Lesson 3: CLV Varies by Market Type, and That Variation Is Exploitable
Jordan's CLV was highest in totals and moneylines, suggesting that their model had the greatest relative advantage in these markets. This information is actionable: Jordan could allocate more research effort and betting capital to totals markets, where the edge is largest, and less to spreads, where the market is most efficient.
Lesson 4: Line Shopping and CLV Are Complementary
Part of Jordan's CLV came from the model's ability to identify the correct side before the market moved, and part came from obtaining better prices through line shopping. These two sources of CLV are additive: the model ensures you are betting the side the closing line will move toward, and line shopping ensures you lock in the best available price on that side.
Lesson 5: The 1,000-Bet Threshold
While CLV achieves statistical significance much faster than win rate, the practical threshold for drawing firm conclusions about market-specific edges and model performance is approximately 1,000 bets. Below this threshold, individual season effects, outlier results, and market-specific variance can distort the signal. Above 1,000 bets, the CLV signal is stable and reliable for guiding strategic decisions.
The Python Analysis
The accompanying code (case-study-code.py) includes the CLV significance testing framework used in this case study. It implements:
- Running t-test calculator that tracks the cumulative significance of mean CLV over an expanding sample.
- Random bettor simulator that generates CLV distributions for skill-less bettors to serve as a null hypothesis.
- Rolling CLV analyzer with configurable window sizes and decay detection thresholds.
- Market-type CLV decomposition that segments performance by spread, total, and moneyline markets.

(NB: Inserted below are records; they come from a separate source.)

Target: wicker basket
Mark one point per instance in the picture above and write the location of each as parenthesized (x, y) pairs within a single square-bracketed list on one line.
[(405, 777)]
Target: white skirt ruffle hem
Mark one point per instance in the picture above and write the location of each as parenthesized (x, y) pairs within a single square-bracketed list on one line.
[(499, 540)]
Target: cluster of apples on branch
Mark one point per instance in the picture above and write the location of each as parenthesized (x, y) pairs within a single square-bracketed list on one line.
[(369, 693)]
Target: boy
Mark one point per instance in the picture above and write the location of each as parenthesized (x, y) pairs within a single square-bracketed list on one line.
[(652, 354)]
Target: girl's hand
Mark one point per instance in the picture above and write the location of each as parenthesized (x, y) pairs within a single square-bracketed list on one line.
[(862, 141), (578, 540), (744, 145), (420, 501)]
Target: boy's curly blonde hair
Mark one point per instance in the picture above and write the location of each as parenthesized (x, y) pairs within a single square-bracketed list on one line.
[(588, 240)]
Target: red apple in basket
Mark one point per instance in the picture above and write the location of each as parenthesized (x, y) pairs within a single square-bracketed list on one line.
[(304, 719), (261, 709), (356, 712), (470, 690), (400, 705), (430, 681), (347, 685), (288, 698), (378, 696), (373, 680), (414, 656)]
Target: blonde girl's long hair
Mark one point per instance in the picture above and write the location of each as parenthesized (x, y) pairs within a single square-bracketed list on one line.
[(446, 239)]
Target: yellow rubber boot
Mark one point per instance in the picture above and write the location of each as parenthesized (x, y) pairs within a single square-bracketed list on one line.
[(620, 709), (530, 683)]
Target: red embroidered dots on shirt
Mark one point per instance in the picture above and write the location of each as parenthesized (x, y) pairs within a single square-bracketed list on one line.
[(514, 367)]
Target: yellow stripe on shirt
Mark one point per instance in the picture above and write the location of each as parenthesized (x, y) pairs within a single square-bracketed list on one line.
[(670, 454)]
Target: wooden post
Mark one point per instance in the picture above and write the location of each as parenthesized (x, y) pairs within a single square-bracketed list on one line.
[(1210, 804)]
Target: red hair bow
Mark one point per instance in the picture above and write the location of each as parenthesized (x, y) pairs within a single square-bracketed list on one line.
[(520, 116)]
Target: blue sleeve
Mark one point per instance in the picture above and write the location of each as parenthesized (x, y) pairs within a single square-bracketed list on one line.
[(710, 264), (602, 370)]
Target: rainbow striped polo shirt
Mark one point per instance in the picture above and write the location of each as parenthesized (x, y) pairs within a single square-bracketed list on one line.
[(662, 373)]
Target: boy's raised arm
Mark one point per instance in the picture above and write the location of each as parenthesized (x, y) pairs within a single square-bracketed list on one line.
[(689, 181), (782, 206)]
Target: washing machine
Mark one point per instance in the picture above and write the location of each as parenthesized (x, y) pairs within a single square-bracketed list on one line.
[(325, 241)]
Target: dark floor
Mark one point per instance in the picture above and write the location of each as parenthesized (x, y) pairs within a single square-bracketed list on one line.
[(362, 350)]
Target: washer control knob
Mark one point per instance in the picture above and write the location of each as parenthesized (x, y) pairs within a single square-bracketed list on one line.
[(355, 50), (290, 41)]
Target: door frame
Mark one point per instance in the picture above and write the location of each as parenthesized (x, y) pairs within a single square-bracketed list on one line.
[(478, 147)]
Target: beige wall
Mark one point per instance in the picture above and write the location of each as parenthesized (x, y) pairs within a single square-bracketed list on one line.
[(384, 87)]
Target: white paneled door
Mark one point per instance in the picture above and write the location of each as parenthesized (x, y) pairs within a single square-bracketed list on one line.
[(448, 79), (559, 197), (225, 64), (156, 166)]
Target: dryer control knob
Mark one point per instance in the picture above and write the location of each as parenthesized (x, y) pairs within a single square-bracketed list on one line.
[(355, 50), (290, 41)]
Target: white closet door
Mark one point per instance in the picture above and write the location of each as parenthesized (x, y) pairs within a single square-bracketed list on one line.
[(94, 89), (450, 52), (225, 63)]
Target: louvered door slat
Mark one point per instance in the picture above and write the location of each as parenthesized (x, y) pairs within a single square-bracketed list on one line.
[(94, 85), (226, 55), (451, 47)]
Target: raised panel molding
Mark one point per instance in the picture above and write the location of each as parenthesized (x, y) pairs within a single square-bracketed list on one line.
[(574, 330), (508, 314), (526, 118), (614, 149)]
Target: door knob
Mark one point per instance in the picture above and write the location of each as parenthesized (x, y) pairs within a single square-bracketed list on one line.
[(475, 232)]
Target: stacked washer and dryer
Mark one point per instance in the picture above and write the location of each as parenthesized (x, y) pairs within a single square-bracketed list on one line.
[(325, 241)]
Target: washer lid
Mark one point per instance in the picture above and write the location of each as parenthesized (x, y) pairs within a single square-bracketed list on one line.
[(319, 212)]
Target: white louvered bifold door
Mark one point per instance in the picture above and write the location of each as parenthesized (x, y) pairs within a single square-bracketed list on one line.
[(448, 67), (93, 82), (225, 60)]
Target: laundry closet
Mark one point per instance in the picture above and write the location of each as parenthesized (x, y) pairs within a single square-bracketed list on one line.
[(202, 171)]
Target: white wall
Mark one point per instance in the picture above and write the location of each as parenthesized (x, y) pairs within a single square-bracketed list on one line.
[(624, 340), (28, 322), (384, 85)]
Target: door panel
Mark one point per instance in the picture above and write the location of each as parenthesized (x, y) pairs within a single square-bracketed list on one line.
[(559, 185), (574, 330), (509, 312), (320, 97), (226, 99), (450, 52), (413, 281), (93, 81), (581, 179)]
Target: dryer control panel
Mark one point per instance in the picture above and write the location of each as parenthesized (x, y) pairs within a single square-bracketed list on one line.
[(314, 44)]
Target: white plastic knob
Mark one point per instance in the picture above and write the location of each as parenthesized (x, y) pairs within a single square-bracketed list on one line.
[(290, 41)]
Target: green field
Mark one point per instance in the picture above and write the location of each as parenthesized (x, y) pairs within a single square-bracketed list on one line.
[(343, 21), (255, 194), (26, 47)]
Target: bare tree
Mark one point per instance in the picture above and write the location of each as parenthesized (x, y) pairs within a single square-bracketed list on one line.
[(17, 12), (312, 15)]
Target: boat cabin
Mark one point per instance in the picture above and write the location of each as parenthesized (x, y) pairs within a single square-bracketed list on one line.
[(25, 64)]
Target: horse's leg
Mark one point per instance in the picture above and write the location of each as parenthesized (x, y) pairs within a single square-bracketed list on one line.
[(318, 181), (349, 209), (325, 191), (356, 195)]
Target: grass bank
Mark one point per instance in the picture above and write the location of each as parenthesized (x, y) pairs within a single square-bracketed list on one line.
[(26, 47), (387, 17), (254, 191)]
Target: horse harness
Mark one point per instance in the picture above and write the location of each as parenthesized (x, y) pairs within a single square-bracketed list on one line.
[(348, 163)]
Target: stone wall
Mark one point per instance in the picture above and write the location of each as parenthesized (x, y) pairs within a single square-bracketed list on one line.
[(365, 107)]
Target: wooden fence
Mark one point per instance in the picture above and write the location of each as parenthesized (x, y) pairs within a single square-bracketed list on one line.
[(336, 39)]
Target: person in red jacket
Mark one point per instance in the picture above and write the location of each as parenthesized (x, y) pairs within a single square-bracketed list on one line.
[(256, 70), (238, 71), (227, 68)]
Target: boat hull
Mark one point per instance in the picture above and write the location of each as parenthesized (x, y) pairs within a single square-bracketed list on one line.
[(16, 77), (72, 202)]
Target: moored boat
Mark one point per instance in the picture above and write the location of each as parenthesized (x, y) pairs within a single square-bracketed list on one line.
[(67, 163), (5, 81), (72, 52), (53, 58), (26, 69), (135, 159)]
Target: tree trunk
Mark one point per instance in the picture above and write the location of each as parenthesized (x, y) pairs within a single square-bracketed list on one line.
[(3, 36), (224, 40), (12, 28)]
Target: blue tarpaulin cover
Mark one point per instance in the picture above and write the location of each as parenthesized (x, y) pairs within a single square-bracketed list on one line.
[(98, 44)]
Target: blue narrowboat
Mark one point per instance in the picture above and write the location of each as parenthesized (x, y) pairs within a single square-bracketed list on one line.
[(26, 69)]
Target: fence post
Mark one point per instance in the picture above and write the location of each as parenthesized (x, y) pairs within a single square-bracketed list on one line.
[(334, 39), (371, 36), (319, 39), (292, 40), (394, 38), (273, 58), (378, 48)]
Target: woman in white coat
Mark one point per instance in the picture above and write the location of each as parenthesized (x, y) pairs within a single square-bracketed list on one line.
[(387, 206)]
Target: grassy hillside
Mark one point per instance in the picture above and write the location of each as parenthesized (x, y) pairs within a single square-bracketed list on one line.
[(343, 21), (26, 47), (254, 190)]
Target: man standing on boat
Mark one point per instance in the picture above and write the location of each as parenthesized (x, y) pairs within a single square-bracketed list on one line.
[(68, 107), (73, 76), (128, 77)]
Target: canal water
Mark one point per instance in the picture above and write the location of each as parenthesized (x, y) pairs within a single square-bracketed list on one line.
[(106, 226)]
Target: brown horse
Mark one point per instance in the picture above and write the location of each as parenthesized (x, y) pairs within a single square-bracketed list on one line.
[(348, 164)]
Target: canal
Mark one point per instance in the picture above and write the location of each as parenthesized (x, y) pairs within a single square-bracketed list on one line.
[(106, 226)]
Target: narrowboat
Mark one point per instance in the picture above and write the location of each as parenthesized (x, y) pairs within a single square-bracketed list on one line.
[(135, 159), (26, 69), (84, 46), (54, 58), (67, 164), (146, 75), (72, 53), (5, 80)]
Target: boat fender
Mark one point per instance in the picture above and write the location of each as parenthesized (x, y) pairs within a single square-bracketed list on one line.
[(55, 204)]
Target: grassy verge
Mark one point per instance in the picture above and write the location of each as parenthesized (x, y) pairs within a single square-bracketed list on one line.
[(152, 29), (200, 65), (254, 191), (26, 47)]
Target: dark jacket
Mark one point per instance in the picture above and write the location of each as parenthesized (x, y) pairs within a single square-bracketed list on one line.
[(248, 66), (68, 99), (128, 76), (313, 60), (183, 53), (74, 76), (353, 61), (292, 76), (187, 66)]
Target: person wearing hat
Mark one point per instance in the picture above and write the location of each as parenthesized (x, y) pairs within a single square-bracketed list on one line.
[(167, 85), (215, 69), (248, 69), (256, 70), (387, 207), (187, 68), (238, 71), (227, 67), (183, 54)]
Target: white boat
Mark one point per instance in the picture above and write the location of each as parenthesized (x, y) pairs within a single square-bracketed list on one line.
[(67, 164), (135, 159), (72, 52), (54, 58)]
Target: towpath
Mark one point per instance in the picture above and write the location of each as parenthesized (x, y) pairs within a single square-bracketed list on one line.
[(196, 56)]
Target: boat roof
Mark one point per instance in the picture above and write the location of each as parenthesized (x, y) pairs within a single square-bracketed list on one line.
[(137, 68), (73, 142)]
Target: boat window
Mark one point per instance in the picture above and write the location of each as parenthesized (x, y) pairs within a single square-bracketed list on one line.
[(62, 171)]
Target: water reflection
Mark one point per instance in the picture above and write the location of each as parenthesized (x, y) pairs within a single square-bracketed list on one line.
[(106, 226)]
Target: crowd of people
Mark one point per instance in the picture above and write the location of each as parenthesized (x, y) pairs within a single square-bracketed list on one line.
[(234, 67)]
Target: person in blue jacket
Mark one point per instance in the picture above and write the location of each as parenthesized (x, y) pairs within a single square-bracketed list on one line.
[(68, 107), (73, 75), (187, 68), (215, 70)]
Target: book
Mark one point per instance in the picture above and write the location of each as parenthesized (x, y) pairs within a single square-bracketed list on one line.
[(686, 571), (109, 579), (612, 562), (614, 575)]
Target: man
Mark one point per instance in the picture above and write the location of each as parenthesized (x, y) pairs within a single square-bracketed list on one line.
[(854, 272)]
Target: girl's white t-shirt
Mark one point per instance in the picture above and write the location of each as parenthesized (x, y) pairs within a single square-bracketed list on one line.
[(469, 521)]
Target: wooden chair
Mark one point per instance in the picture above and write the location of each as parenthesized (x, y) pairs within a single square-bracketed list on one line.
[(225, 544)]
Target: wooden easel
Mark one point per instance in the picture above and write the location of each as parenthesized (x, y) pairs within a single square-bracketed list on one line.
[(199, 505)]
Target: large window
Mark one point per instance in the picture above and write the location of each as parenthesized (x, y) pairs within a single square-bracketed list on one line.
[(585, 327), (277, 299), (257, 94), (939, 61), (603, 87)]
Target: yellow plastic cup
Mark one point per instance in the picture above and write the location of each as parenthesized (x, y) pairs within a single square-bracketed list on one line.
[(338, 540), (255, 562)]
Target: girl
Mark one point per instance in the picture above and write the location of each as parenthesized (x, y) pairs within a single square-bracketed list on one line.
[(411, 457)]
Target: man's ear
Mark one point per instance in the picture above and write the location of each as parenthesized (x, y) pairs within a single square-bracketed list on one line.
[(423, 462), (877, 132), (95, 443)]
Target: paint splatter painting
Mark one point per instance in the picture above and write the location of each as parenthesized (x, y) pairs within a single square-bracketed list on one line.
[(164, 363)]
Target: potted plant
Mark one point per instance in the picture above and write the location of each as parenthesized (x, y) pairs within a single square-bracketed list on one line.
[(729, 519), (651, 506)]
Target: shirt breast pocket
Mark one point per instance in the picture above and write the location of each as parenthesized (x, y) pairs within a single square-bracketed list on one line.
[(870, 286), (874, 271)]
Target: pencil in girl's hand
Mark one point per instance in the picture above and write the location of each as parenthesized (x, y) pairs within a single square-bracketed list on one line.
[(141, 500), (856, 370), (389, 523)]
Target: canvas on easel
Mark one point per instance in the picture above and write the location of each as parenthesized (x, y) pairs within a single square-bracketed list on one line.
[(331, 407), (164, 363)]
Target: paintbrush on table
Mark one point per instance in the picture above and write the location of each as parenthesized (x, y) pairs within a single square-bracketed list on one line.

- CLV-ROI correlation framework that computes within-bettor correlations across time windows.
Discussion Questions
-
Jordan's CLV was significant at 100 bets, but a single 100-bet sample could also produce significant results by chance (5% of the time by definition). How would you protect against a false-positive CLV signal? Design a testing protocol that controls the false-positive rate.
-
In Season 3, Jordan's CLV declined from +2.3% to +1.4%. At what CLV level should a bettor become alarmed? Propose a formal decision rule (using confidence intervals or hypothesis testing) for when to stop betting and reassess.
-
Jordan's totals CLV (+2.5%) exceeded their spreads CLV (+1.8%). If Jordan shifted 50% of their spread volume to totals, would you expect their overall CLV to increase? What risks would this concentration create?
-
The random-bettor simulation found that 47.2% of random bettors had positive average CLV. Why is this number close to 50% but not exactly 50%? What systematic factor pushes random bettors slightly below zero CLV?
-
If the closing line becomes more efficient over time (as sportsbook models improve), what happens to CLV as a skill metric? Can a bettor maintain the same level of skill but see their CLV decline due to market improvement?